A team of scientists from Japan and China have developed a new process to make the nanostructures in the laboratory. Their findings are published in the current issue of Applied Physics Letters, from AIP Publishing.
Many studies have predicted the properties of graphene nanoribbons with zigzag edges, but in experiments it’s very hard to actually make this material.
Guangyu Zhang, Beijing Key Laboratory
In the past, scientists have tried to produce graphene nanoribbons by placing the graphene sheets on a silica layer and using atomic hydrogen to cut strips with zigzag edges through the anisotropic etching process. These zigzag edges are vital to modulate the properties of nanoribbons.
However, the anisotropic etching technique only worked well to produce ribbons with two or more graphene layers. Since irregularities in silica with electronic peaks and valleys harden its surface, creating accurate zigzag edges on graphene monolayers were a challenge for researchers. Zhang and his partners from the Beijing Key Laboratory for Nanomaterials and Nanodevices, Chinese Academy of Sciences, and the Collaborative Innovation Center of Quantum Matter join force with Japanese colleagues from the National Institute for Materials Science to resolve the problem.
The researchers substituted the underlying silica substrate with boron nitride, a crystalline material that is chemically slow and has as smooth surface with no electronic bumps and pits. Using this substrate and the anisotropic etching process, they successfully produced graphene nanoribbons that had precise zigzag edges with only one-layer thickness
“This is the first time we have ever seen that graphene on a boron nitride surface can be fabricated in such a controllable way,” Zhang explained.
The nanoribbons with zigzag edges demonstrated high electron mobility around 2000 cm2/Vs at typical widths of less than 10 nm. This is the highest value ever reported for these nanostructures. These zigzag-edged nanoribbons also formed clean and narrow energy band gaps, making them potential materials for nano-electronic and spintronic devices.

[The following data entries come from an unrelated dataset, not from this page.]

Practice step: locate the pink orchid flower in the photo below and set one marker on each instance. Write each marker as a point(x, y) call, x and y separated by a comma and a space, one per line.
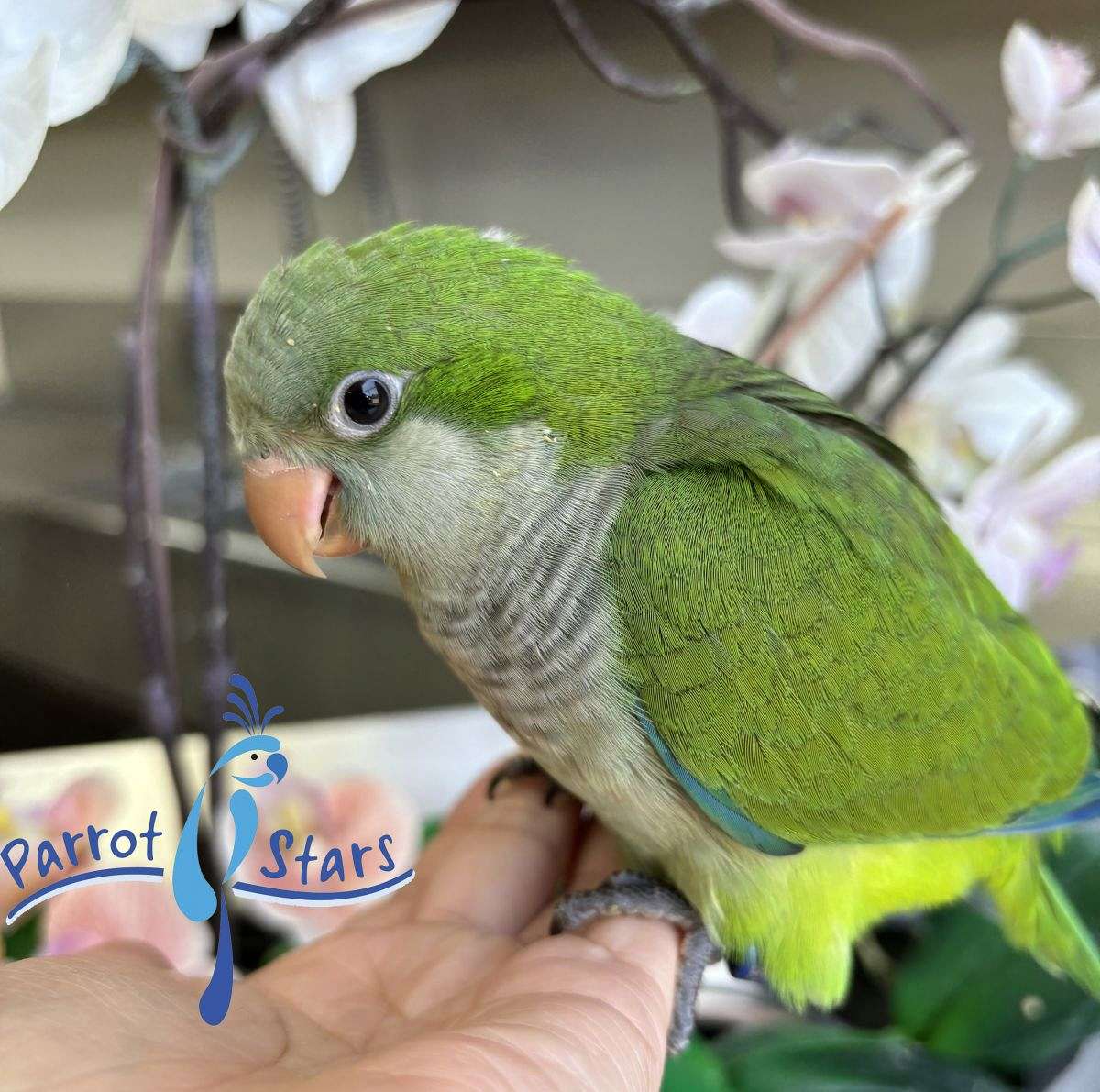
point(1054, 111)
point(356, 810)
point(142, 911)
point(1015, 525)
point(89, 800)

When you decrease the width of the nanoribbons, the mobility decreases drastically because of edge defects. Using standard lithography fabrication techniques, studies have seen mobility of 100 cm2/Vs or even lower, but our material still exceeds 2000 cm2/Vs even at the sub-10 nanometer scale, demonstrating that these nanoribbons are of very high quality.
Guangyu Zhang, Beijing Key Laboratory
In the future, expanding this technique to produce different types of substrates could enable rapid processing of graphene monolayers on a large scale to make high-quality zigzag-edged nanoribbons.